In so many ways, the new location of beloved Sellwood coffee shop Either/Or feels just like what owner Ro Tam wanted to do all along.

Opened five years ago in Sellwood, the original Either/Or remains a quaint spot to grab Tam’s famous Tanglewood chai or a coffee mocktail, and read poetry magazines. But it seems that Tam had an eye for more: In 2016, she and her brother Simon opened Tam, serving excellent wonton soup harkening back to the family’s Taiwanese roots. After just a few months, however, a flood closed the shop for good.

Now on North Williams, the second Either/Or is a restaurant, coffee shop, and/or bar, depending on the time of day. Tam teamed up with two of the former minds behind the Scandinavian-influenced Fenrir, Tyler Hauptman, Angela Fink, and Ian Wilson.
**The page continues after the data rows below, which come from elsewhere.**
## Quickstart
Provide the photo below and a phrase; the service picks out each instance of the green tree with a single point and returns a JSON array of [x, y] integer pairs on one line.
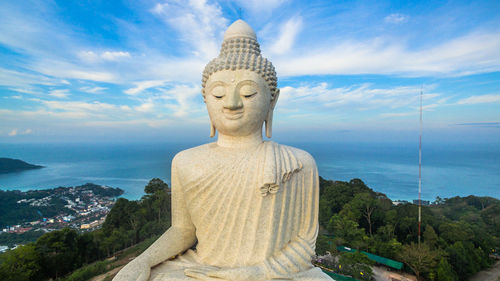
[[430, 236], [346, 230], [366, 204], [20, 264], [357, 265], [420, 258], [444, 271], [57, 252]]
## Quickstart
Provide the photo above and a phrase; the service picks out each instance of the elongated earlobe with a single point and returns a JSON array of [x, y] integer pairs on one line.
[[269, 123], [269, 118], [212, 130]]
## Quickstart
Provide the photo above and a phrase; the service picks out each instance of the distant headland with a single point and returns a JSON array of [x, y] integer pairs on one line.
[[9, 165]]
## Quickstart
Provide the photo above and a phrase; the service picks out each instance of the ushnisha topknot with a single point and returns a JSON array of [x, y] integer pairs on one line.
[[240, 50]]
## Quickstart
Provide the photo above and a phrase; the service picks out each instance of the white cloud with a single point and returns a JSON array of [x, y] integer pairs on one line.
[[61, 93], [472, 53], [93, 90], [480, 99], [145, 107], [144, 85], [24, 90], [257, 7], [288, 33], [187, 99], [320, 98], [114, 55], [396, 18], [199, 23], [91, 56]]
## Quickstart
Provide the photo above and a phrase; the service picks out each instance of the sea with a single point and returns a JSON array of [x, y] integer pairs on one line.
[[448, 170]]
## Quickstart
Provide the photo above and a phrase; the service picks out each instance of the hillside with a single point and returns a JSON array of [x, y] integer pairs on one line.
[[9, 165]]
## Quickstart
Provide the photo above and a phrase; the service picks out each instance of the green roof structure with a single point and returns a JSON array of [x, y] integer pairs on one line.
[[375, 258]]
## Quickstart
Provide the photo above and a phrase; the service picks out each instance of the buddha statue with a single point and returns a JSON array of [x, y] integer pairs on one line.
[[242, 208]]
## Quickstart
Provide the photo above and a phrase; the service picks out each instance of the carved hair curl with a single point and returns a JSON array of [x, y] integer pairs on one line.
[[242, 53]]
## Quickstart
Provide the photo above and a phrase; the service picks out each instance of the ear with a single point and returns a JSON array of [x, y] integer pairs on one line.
[[269, 118], [212, 130]]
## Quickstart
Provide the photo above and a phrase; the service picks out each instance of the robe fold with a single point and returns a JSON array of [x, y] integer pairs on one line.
[[253, 206]]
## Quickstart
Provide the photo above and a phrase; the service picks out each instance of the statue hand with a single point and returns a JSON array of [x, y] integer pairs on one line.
[[246, 273], [136, 270]]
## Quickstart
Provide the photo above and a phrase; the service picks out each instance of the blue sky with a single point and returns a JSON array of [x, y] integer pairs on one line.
[[348, 70]]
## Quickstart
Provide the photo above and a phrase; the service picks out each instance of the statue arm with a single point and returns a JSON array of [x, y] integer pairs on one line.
[[180, 236], [296, 256]]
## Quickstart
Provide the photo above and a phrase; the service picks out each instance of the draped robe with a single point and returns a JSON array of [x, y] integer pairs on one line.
[[251, 206]]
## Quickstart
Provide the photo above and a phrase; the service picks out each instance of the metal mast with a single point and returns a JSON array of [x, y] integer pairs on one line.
[[420, 172]]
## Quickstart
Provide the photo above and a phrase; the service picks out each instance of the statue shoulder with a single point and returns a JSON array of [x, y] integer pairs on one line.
[[190, 157], [305, 158]]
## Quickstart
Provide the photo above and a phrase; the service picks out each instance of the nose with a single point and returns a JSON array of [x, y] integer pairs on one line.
[[233, 100]]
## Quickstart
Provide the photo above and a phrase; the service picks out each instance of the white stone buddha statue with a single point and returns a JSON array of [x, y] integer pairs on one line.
[[242, 208]]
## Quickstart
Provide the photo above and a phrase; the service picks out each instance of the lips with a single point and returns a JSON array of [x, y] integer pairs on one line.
[[233, 115]]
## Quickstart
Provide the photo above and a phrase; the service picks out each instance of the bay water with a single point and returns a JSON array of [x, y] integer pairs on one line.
[[392, 168]]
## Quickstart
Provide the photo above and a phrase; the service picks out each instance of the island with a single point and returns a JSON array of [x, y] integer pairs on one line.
[[81, 207], [9, 165]]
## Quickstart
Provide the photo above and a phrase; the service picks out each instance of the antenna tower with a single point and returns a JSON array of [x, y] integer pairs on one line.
[[420, 172]]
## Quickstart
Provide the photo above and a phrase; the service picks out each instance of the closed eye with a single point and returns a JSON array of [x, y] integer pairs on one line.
[[251, 95]]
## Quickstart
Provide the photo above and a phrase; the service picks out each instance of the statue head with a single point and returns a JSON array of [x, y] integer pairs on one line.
[[240, 86]]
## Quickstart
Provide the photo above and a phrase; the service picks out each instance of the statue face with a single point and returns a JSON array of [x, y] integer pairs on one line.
[[237, 101]]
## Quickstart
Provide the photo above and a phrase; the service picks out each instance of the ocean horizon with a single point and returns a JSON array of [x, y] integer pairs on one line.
[[448, 170]]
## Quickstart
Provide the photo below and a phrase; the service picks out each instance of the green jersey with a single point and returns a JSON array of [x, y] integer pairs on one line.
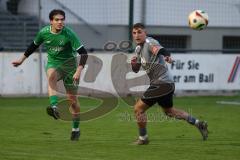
[[60, 46]]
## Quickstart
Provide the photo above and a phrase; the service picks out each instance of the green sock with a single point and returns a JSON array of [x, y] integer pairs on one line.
[[75, 122], [53, 100]]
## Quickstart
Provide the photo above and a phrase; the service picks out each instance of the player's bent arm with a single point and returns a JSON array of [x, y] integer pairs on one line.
[[166, 54], [82, 51], [31, 49], [136, 64]]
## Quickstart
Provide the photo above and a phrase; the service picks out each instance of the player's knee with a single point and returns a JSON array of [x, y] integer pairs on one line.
[[169, 112]]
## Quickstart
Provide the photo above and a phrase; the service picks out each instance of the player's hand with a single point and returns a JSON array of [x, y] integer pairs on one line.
[[168, 59], [77, 74]]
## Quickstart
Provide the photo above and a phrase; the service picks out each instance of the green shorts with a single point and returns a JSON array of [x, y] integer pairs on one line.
[[65, 72]]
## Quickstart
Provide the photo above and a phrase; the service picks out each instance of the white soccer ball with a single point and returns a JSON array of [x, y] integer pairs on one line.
[[198, 20]]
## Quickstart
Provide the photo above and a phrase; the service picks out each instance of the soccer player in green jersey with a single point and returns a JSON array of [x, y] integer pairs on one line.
[[61, 44], [152, 57]]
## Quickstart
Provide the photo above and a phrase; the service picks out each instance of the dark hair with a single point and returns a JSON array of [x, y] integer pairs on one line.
[[138, 25], [55, 12]]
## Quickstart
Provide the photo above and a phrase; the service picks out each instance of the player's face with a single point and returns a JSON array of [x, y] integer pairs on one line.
[[57, 23], [139, 35]]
Fink is the bar manager behind the slushy and cocktail program, Hauptman is their wine guy, while Wilson is the menu man.

The result is a place where you could hypothetically spend an entire day inside Either/Or’s emerald green walls, listening to whatever’s spinning on the twin turntables. Start in the morning with an espresso flight ($8) starring a strangely salty but great Costa Rican blend and one adorable shortbread cookie, alongside a plate of griddle-fresh breakfast tacos heaped with egg, beans, and salsa ($9). Ease into afternoon with an “am cocktail” of Campari and cold brew, and finish the night sucking down a classic steak tartare with capers and egg yolk ($12), and the amazingly smoky yet fresh Devil in a White Dress ($10), a blend of Scotch, crème de cacao, St. Germain, lemon, and egg white.

The food menu is a mish-mash of influences, with a plate of two soft boiled eggs in cups with bread, cheese, and jam ($9) sitting next to a Chinese sausage bowl ($10), rice topped with sweet sausage, kimchi, bok choy, and a six-minute egg. The bowls are available all day, and I’d happily eat the pork belly bowl—braised super soft and oozing soy richness—at any time. (Like any proper coffee shop, pastries are also available at the counter). The only misstep we tried were the nachos, with chips fried to order, mostly because to fully load the plate with house-made chorizo and avocado (because duh), this usually cheap bar food classic runs up to $15. They’re good nachos, but they’re not $15 good.

In the winter, Tam promises to bring back her long-lost wonton soup—and between this ball-sweaty July heat and that, I’m stanning January big time.

Either/Or in Sellwood made its name on non-alcoholic coffee cocktails like the cold brew Old Fashioned ($5). On North Williams, the menu is expanded to include newcomers like the excellent Coffee Flip ($7), cold brew and Tanglewood chai shaken with a raw egg, and topped with nutmeg and an orange twist. In a city where I constantly think I’ve had ALL things coffee, this was a delightful something I’d never seen before.

Hauptman, who’s coming off a couple of years at Pizza Jerk, took his slushie game with him to Either/Or, and it’s worth grabbing a cup of whatever is swirling away. But don’t skip the mixed drinks, which make great use of coffee, Tanglewood chai, and sodas, like the Dirty Chai ($11), which mixes bracing blackstrap rum with chai and cold brew. Just don’t have more than one or you risk being up all night—unless that’s your goal. A tall glass of tequila with Tanglewood honey grapefruit soda, Campari, and lime ($10) sounded excellent, but wound up watered down on too much ice. No mind, every one of the $7 happy hour classic cocktails we tried packed a super solid liquor punch.

There have been a welcome stream of coffee shop-meets-restaurants opening across town (hey there, Proud Mary and Guilder!), but Either/Or seems to be the most successful at making the bar/restaurant/coffee shop prospect anything but an either/or choice.